Trading uncovered: How to use put options in your portfolio

Julie Brownlee, Fsp Invest, 17 Feb. 2015

Tags: put option, put options, what is a put option, trading put options, hedging your portfolio, trading, trading options

Options are by far the most popular trading tool in the US. And they’re available to trade in South Africa.

Options give you the right, but not the obligation, to buy a financial asset, such as shares, for an agreed price on or before a certain date.

There are two main types of options available to trade: Put options and call options.

Let’s take a closer look at how put options work…

The basics of put options

If you want to have the option to buy or sell a share, for example, you have to pay a premium (a fee) to the seller of the option (otherwise known as the option writer).

A put option gives you the right to sell a share.

If you think the price of a share is going to fall, you could buy a put option to try to profit from the fall in the share price.

How to hedge your portfolio using put options

Many investors use put options as a way to hedge their portfolio against a drop in the market.

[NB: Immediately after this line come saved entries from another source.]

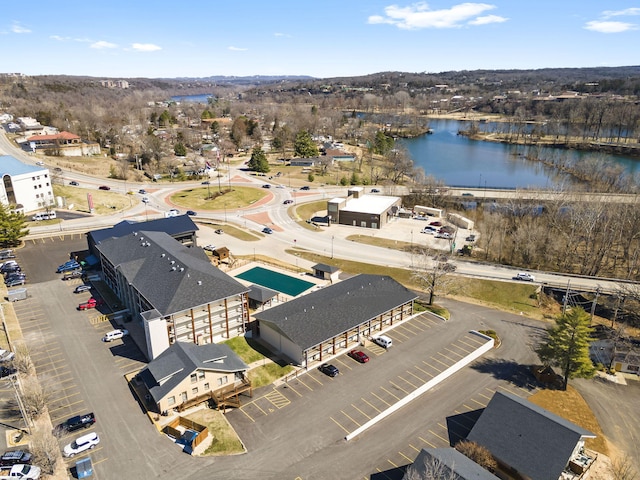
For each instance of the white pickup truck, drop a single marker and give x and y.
(25, 472)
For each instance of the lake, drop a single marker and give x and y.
(458, 161)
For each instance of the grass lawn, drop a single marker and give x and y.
(571, 406)
(225, 441)
(211, 198)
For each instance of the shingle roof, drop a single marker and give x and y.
(534, 441)
(447, 461)
(311, 319)
(172, 225)
(170, 276)
(182, 359)
(12, 166)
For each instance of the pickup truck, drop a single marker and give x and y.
(76, 423)
(91, 303)
(25, 472)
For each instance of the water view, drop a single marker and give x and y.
(458, 161)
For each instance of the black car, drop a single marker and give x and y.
(75, 423)
(6, 371)
(329, 369)
(21, 457)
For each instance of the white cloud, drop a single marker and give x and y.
(419, 15)
(17, 28)
(145, 47)
(102, 44)
(621, 13)
(610, 27)
(487, 19)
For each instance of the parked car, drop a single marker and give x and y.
(525, 277)
(15, 457)
(81, 444)
(14, 282)
(329, 369)
(91, 303)
(82, 288)
(359, 356)
(5, 372)
(76, 423)
(115, 335)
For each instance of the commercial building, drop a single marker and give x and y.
(25, 188)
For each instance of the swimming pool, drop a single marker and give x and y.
(276, 281)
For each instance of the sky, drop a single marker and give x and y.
(329, 38)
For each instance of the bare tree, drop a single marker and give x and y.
(45, 449)
(478, 454)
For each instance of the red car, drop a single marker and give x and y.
(91, 303)
(359, 356)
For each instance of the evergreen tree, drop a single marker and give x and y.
(567, 345)
(304, 146)
(11, 227)
(258, 161)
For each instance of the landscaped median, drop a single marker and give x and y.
(477, 353)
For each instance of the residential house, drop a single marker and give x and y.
(530, 442)
(187, 374)
(320, 324)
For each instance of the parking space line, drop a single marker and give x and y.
(445, 365)
(394, 396)
(425, 372)
(248, 416)
(370, 404)
(410, 460)
(361, 411)
(381, 399)
(349, 417)
(407, 381)
(414, 375)
(428, 443)
(438, 436)
(340, 425)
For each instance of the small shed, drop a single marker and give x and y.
(260, 296)
(326, 272)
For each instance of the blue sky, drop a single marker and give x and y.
(122, 39)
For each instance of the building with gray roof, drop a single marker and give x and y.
(25, 188)
(529, 441)
(445, 464)
(185, 374)
(314, 326)
(171, 290)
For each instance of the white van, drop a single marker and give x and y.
(44, 216)
(80, 444)
(383, 341)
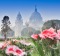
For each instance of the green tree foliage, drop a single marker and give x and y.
(5, 26)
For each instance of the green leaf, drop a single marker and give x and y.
(39, 47)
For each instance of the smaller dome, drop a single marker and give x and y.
(28, 31)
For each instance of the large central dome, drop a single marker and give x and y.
(35, 17)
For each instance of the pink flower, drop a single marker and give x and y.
(25, 42)
(34, 36)
(12, 49)
(58, 34)
(48, 33)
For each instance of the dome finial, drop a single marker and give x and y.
(35, 8)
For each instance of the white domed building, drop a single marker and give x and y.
(18, 25)
(35, 20)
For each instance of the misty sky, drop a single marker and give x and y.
(49, 9)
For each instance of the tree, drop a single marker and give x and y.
(5, 26)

This is a strategy used by many fund managers.

By buying put options on a stock market index, if the stock market falls, the profits on the options will offset the losses on the shares in their portfolio.

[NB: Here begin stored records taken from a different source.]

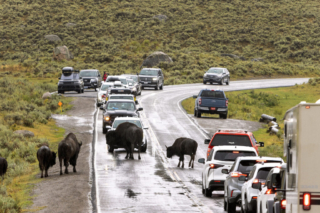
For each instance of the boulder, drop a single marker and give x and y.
(61, 53)
(233, 56)
(24, 133)
(155, 58)
(46, 95)
(160, 17)
(52, 38)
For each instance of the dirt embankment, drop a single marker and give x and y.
(70, 192)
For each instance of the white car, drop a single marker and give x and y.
(220, 157)
(249, 190)
(267, 193)
(103, 92)
(134, 120)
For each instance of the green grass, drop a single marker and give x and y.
(250, 104)
(115, 36)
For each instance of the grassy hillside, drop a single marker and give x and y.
(116, 36)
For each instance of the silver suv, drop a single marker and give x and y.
(233, 183)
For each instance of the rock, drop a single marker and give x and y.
(24, 133)
(52, 38)
(155, 58)
(257, 59)
(61, 53)
(69, 25)
(160, 17)
(46, 95)
(233, 56)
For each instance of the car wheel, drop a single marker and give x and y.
(231, 207)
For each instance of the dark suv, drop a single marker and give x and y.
(91, 78)
(70, 81)
(151, 77)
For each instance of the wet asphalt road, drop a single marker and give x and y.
(155, 184)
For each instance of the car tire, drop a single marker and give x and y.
(231, 207)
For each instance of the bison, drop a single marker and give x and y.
(181, 147)
(128, 136)
(46, 159)
(3, 166)
(68, 151)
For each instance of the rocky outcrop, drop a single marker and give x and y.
(24, 133)
(155, 58)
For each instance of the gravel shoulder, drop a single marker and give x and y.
(72, 192)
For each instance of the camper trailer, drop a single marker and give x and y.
(302, 149)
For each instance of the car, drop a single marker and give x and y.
(232, 137)
(151, 77)
(134, 120)
(217, 75)
(266, 196)
(91, 78)
(220, 157)
(118, 108)
(232, 186)
(103, 92)
(249, 190)
(211, 102)
(70, 81)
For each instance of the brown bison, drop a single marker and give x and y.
(3, 166)
(68, 151)
(46, 159)
(181, 147)
(128, 136)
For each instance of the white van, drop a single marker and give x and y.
(302, 148)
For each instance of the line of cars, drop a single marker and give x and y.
(233, 165)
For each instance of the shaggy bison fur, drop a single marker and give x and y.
(46, 159)
(181, 147)
(68, 151)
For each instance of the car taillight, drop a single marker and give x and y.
(306, 201)
(283, 204)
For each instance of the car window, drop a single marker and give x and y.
(117, 122)
(241, 140)
(231, 155)
(212, 94)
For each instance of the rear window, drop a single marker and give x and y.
(231, 155)
(212, 94)
(223, 140)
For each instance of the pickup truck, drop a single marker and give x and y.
(212, 102)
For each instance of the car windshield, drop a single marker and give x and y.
(121, 106)
(231, 155)
(88, 74)
(149, 72)
(127, 97)
(215, 70)
(231, 140)
(212, 94)
(117, 122)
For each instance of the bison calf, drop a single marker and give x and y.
(46, 159)
(68, 151)
(181, 147)
(3, 166)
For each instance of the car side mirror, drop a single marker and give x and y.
(224, 171)
(242, 178)
(256, 186)
(207, 141)
(201, 160)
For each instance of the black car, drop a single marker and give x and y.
(91, 78)
(217, 75)
(118, 108)
(151, 77)
(70, 81)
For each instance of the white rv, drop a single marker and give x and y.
(302, 149)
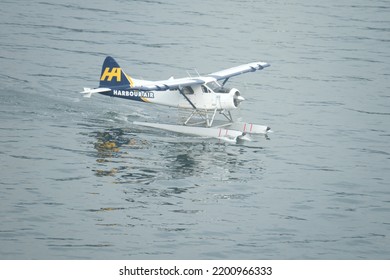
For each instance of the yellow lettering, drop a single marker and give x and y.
(107, 74)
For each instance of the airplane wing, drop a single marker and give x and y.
(238, 70)
(169, 84)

In South Africa, options are based on the underlying single stock futures contract, which is based on the underlying share. This means that each options contract is equal to 100 underlying shares.

Put options in action

Let’s take a look at an example of trading put options…

Company ABC is trading at 100c a share. A put option gives you the right to sell at 90c. The premium is 5c.

The cost of the option is R5 (5c x 100). If the share falls to 70c, you could make a profit of R15 ((90c-70c-5c) x 100).

If the shares go up in value, you’d let the option expire. You’d lose your premium of R5.

So there you have it, how to use put options in your portfolio.